Les exercices devront suivre une démarche de remise en charge progressive pour le patient. Lorsque le patient sera en capacité, il faudra augmenter la charge de 2,5 % comme réalisée dans le protocole d’Ebonie Rio.

Le protocole comprend deux exercices à contractions isométriques et trois exercices à contractions isotoniques (combinaison de contraction concentrique et excentrique).

Les exercices à contractions isotoniques devront se faire à l’aide d’un métronome qui donnera le tempo des contractions. Le tempo défini est de 3 secondes pour la contraction concentrique et 4 secondes pour la contraction excentrique avec 2 minutes de repos entre chaque series. Ce tempo est choisi en lien avec le protocole proposé par Ebonie Rio dans son étude de 2015 (2).

Les contractions isométriques se feront quant à elles avec des encouragements verbaux ainsi qu’une stimulation visuelle où le patient regardera une vidéo d’une personne réalisant l’exercice qu’il est en train de faire. Le tempo, qui sera donné par la vidéo, est également en accord avec l’étude de 2015 proposé par Ebonie Rio (45 secondes de contractions isométriques) (2).

Les stimulations auditive et visuelle (vidéo et métronome dans ce cas présent) ont pour but, comme vu précédemment, de stimuler l’adaptation corticospinale.

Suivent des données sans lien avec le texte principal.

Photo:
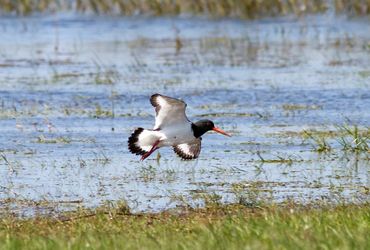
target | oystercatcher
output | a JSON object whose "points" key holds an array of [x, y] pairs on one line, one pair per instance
{"points": [[172, 128]]}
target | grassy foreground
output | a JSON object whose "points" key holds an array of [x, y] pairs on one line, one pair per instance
{"points": [[218, 227], [214, 8]]}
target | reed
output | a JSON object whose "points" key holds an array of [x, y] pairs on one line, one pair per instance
{"points": [[246, 9]]}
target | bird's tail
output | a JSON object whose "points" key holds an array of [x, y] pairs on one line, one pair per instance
{"points": [[142, 140]]}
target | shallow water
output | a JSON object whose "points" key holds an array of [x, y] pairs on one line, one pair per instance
{"points": [[73, 88]]}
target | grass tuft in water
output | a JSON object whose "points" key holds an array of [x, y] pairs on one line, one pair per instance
{"points": [[213, 8], [232, 226]]}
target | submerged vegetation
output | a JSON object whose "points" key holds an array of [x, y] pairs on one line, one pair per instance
{"points": [[351, 138], [289, 226], [214, 8]]}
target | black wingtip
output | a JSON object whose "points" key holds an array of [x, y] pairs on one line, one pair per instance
{"points": [[133, 139]]}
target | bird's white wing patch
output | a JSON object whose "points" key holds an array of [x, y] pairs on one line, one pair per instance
{"points": [[169, 110], [142, 140], [188, 151]]}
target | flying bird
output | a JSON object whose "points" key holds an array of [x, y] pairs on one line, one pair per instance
{"points": [[172, 129]]}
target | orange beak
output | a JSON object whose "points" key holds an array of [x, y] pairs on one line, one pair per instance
{"points": [[218, 130]]}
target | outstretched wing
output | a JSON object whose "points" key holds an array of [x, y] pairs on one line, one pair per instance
{"points": [[168, 110], [188, 151]]}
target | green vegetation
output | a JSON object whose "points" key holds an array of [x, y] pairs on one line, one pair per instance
{"points": [[214, 8], [287, 226], [351, 138]]}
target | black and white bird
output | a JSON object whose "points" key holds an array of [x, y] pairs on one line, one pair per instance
{"points": [[172, 128]]}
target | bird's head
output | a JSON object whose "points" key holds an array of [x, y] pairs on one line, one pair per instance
{"points": [[203, 126]]}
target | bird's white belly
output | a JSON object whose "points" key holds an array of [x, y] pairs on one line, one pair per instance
{"points": [[177, 134]]}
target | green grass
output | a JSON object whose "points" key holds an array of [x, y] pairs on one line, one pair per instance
{"points": [[213, 8], [217, 227]]}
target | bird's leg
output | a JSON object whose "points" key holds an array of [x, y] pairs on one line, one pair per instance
{"points": [[150, 151]]}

La contraction isométrique se fera 5 fois pendant 45 secondes à 60° de flexion de genoux avec 2 minutes de repos entre chaque répétition.

 

Crédits: NeuroXtrain

MVIC= Contraction maximale volontaire isométrique 

 

La tendinopathie patellaire est aussi appelée Jumper’s Knee de par sa présence élevée chez les athlètes participant à des sports de sauts (basketball ou volleyball) (3).

En conjonction avec le programme de rééducation ci-dessus il faudra donc également incorporer progressivement les sauts. L’état de forme de l’athlète pourra être contrôlée avec le chronic:workload ratio (ACWR) de Tim Gabett. C’est un outil permettant de surveiller la charge d’entraînement de l’athlète qui dans ce cas-là, sera utilisé pour éviter une augmentation trop rapide et trop importante de la charge pouvant mener à une nouvelle pathologie de surcharge.

 

Conclusion 

La rééducation utilisant le concept TNT peut être intéressant, car elle est se base sur le renforcement musculaire qui est connu pour être efficace dans la rééducation des tendinopathies. Cependant en ajoutant seulement un stimulus externe aux exercices proposés on parviendrait à cibler le contrôle corticospinal qui jouerait un rôle prépondérant dans la récurrence des tendinopathies.

 

Nouvelle technologie 

Les machines HUR sont des appareils de musculations à air comprimé. Elles permettent d’ajuster précisément la résistance souhaitée. La machine legs curl de chez HUR permet de travailler unilatéralement. Elle permet également de tester la force isométrique maximale qui est intéressante pour reproduire au mieux le protocole présenté ci-dessus. On peut aussi ajuster les degrés de liberté des mouvements, ce qui permet d’augmenter avec précision l’amplitude d’exécution du mouvement si des amplitudes spécifiques sont douloureuses pour le patient. Sur les machines HUR la résistance est adaptée en fonction de la force produite, indépendamment de la vitesse du mouvement. 

Crédits: hur.fi

Tout le contenu de cet article est présenté à titre informatif. Il ne remplace en aucun cas l’avis ou la visite d’un professionnel de santé.

 

Sources:

(1) Rio, E., Kidgell, D., Moseley, G. L., Gaida, J., Docking, S., Purdam, C., & Cook, J. (2016). Tendon neuroplastic training: changing the way we think about tendon rehabilitation: a narrative review. British journal of sports medicine, 50(4), 209–215. Article sous Creative Commons Attribution Non Commercial license (CC BY-NC 4.0)

(2) Rio, E., Kidgell, D., Purdam, C., Gaida, J., Moseley, G. L., Pearce, A. J., & Cook, J. (2015). Isometric exercise induces analgesia and reduces inhibition in patellar tendinopathy. British journal of sports medicine, 49(19), 1277–1283.

(3) Lian, Ø. B., Engebretsen, L., & Bahr, R. (2005). Prevalence of Jumper’s Knee among Elite Athletes from Different Sports: A Cross-sectional Study. The American Journal of Sports Medicine, 33(4), 561–567.